[I18n-sig] Re: Unicode surrogates: just say no!

Martin v. Loewis martin@loewis.home.cs.tu-berlin.de
Wed, 27 Jun 2001 14:04:18 +0200


> >> It is also a
> >> bug to interpret such a six-byte sequence as a single character.
> >> This was clarified in Unicode 3.1.
> > 
> > It seems to be unclear to many, including myself, what exactly was
> > clarified with Unicode 3.1.
> 
> See the section called "UTF-8 Corrigendum" in TR 27.  It explains it
> all in detail.

I've read this section forth an back over and over again, admittedly
without having a copy of Unicode 3.0 at hand to mentally apply the
changes.

> > Where exactly does it say that processing a six-byte two-surrogates
> > sequence as a single character is non-conforming?
> 
> See D39(c) at <http://www.unicode.org/unicode/reports/tr27>.  This
> defines such a six-byte sequence as an "irregular UTF-8 code unit
> sequence" and goes on to state that, as a consequence of C12,
> conforminig processes are not allowed to generate such sequences.

[I guess this is D36(c)]
Yes, but you've claimed that one *also* must not interpret such a
sequence as a single character - this only says that you must never
generate such a sequence.

> Therefore you are not allowed to create a 3 byte sequence that is the
> UTF-8 encoding of value in this range.  Therefore you are not allowed
> to generate pairs of such sequences either.
> 
> I hope this is all clear.

That is all clear, but I still wonder why you said that the six byte
sequence (which no conforming process can have produced) must not be
interpreted as a single character. Specifically, C12 is amended with

# Processes may transform irregular code unit sequences into the
# equivalent well-formed code unit sequences.

> > Other people have read Unicode 3.1 and came to the conclusion that
> > it mandates that implementations accept such a character...
> 
> Well, they're wrong.  The standard is clear as ink in this regard.
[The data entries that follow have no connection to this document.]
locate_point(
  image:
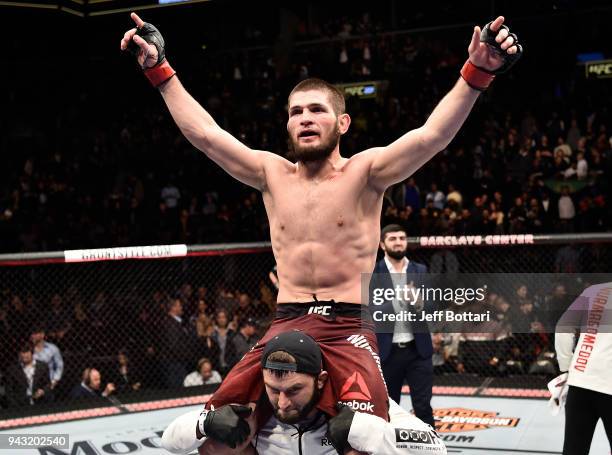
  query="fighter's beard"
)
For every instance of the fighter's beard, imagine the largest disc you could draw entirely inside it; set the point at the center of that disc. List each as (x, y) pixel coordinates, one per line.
(302, 413)
(309, 154)
(395, 254)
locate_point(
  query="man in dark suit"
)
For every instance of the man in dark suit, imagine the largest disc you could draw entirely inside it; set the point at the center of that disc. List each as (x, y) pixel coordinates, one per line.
(405, 347)
(91, 386)
(28, 381)
(176, 345)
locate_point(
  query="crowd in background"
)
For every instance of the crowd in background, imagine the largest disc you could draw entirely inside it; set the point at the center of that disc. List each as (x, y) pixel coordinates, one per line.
(123, 174)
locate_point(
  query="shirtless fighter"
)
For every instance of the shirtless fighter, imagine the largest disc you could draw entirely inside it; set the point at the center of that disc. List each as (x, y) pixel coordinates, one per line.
(324, 210)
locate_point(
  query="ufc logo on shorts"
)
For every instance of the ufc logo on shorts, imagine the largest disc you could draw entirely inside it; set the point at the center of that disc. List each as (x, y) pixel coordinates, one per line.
(323, 310)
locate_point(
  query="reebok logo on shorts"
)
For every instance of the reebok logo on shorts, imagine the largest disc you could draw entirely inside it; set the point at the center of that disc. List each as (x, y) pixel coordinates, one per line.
(355, 388)
(355, 394)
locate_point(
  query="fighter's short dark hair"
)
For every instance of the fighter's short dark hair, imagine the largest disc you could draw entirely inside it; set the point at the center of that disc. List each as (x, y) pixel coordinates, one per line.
(336, 97)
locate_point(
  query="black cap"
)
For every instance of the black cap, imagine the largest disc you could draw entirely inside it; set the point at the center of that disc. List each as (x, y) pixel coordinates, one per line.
(303, 347)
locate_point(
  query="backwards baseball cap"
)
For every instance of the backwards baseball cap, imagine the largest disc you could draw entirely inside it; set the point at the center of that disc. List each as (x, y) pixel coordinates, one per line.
(301, 346)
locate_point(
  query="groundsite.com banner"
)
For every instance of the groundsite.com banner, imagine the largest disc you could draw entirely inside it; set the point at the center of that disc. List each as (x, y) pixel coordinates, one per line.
(496, 304)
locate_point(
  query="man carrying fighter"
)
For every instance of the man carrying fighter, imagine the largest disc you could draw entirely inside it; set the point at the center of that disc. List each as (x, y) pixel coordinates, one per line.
(294, 375)
(324, 210)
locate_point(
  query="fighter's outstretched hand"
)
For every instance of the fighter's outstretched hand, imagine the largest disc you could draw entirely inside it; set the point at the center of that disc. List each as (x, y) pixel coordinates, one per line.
(494, 48)
(139, 41)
Not that clear to me... Please have a look at bug # 2 in

http://sourceforge.net/tracker/download.php?group_id=5470&atid=105470&file_id=7439&aid=433882

The submitter claims that an implementation has to accept a single
UTF-8 encoded surrogate word. Of course, it might be that accepting a
single one in UTF-8 is mandated, but if you have two of them, you must
reject them...

Regards,
Martin